# Best base oil/soap supplies close to Texas



## rxtellez (Jun 15, 2016)

Hi guys, I have been searching high & low for the best prices & deals for base oils & soap making supplies online. But after reading forums I have saw some soapers mention that they drive to a local supplier to pick up their supplies & that got me to thinking "is there a wholesaler or retailer near me?" I am located in Alvin Texas close to Houston & wanted to know if anyone had a good supplier that is located near me? I know about the SAMs/Costco/Walmart deals for olive oils & coconut oils but would love to find a place local or near by to purchase my butters, Micah, EO, FO & even lye. Any recommendations are well appreciated!
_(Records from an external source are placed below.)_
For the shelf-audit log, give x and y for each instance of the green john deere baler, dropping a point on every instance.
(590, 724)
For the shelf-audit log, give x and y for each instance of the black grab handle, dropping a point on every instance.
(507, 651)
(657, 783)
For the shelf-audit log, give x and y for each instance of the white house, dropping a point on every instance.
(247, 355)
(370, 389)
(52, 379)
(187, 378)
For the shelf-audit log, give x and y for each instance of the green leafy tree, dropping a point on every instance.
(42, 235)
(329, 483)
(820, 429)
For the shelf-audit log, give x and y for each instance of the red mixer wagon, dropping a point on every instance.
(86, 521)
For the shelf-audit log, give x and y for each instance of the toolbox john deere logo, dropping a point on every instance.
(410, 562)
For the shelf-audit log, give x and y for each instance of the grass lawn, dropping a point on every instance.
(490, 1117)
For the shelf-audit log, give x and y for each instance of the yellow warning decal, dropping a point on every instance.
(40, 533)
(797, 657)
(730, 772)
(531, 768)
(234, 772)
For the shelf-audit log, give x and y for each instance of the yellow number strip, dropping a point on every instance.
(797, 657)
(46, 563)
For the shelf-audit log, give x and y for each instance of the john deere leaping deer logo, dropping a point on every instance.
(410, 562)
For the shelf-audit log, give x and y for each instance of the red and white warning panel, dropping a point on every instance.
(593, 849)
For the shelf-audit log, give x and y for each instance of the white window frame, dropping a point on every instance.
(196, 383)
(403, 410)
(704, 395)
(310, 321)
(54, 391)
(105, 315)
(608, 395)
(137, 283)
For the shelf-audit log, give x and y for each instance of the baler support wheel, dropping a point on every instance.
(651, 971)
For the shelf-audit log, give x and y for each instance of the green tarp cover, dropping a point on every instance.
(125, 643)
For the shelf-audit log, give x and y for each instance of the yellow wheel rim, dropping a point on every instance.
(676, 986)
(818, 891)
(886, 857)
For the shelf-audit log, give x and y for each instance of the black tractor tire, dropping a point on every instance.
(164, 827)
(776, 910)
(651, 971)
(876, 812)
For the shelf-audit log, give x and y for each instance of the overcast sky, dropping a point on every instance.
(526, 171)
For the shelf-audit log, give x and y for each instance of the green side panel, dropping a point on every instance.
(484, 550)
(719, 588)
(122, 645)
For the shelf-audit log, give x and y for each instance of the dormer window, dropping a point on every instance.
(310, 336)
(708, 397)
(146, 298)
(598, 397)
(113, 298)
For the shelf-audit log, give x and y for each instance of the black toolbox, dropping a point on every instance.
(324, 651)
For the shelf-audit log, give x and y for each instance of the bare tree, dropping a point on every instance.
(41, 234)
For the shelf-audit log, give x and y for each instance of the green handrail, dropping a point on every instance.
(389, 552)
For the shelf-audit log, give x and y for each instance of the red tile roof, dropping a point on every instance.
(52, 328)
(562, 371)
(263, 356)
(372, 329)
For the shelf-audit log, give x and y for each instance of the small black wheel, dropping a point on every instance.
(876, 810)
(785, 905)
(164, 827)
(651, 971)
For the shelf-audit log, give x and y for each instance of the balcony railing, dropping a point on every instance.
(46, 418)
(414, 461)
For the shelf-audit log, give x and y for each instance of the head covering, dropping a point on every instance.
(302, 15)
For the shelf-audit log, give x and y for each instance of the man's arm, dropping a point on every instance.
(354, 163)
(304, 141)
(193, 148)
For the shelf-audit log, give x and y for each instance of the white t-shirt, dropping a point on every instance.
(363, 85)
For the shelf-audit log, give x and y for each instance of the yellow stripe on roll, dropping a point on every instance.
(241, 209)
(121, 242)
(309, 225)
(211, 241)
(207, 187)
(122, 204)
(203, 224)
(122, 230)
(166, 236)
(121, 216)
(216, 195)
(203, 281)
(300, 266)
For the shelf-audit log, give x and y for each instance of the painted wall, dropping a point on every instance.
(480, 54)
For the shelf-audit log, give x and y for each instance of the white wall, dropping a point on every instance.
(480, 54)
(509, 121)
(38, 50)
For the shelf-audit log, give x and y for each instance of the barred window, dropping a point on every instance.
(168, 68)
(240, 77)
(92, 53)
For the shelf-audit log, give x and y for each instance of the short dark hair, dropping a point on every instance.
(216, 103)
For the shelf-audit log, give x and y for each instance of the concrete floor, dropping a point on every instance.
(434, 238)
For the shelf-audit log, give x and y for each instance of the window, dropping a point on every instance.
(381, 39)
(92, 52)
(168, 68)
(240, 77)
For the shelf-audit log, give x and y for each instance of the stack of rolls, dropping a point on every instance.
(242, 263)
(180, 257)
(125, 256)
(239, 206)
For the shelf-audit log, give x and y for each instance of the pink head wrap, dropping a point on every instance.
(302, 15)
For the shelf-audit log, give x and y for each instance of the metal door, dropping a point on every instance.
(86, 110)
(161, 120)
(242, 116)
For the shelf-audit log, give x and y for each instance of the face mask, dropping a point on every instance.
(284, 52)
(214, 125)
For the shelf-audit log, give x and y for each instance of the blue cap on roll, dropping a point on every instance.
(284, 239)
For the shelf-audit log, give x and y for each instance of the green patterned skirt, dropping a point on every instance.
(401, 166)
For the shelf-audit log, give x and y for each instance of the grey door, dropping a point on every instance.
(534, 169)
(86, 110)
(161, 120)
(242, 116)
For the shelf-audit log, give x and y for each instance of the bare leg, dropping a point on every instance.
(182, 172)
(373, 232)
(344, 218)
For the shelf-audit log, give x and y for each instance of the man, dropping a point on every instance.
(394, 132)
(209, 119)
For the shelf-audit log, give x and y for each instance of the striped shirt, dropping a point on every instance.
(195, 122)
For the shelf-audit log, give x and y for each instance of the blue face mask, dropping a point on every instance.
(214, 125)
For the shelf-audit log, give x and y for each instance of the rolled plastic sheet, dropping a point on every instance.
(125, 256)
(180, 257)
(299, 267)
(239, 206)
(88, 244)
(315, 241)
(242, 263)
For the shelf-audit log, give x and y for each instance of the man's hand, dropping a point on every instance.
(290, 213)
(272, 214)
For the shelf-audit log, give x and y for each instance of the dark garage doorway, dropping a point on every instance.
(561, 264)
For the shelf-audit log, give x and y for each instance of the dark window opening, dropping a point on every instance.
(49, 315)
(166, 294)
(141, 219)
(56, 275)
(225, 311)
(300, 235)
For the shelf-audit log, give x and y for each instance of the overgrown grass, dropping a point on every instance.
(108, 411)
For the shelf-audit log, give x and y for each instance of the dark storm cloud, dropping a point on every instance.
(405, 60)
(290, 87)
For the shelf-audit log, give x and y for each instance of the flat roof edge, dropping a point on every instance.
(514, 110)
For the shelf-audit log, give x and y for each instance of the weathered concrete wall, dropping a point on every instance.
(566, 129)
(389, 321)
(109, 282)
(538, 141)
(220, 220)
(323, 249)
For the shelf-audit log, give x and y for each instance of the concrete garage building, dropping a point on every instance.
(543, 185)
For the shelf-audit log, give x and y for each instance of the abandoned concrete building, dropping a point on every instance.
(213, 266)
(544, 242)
Thanks in advance!!!


----------



## earlene (Jun 16, 2016)

rxtellez said:


> Hi guys, I have been searching high & low for the best prices & deals for base oils & soap making supplies online. But after reading forums I have saw some soapers mention that they drive to a local supplier to pick up their supplies & that got me to thinking "is there a wholesaler or retailer near me?" I am located in Alvin Texas close to Houston & wanted to know if anyone had a good supplier that is located near me? I know about the SAMs/Costco/Walmart deals for olive oils & coconut oils but would love to find a place local or near by to purchase my butters, Micah, EO, FO & even lye. Any recommendations are well appreciated! Thanks in advance!!!



See this thread.  It is OLD, but it may help narrow down your search.


----------



## Susie (Jun 16, 2016)

Essential Depot does not allow pick up at the Shoreacres, TX location.  Which is a shame.  

If you are purchasing essential oils, and just need a small amount (and are willing to pay WAY too much), you can buy EOs at health food stores.  

I have contacted http://www.texascandlesupply.net/candle-fragrance-oils/index.php to see if they allow pick up.  It would be awesome if they did, as I am less than an hour away from them.


----------



## PuddinAndPeanuts (Jun 16, 2016)

I'm not sure where in Texas they're located, but check out Lonestar Candle Supply.  I don't recall what supplies they have that pertain to bath and body though- might just be jars and fragrance oils (have them check to see if a scent u want is body safe).


----------



## Susie (Jun 16, 2016)

Lone Star Candle Supply is located close to Fort Worth, so it is many hours from Houston.


----------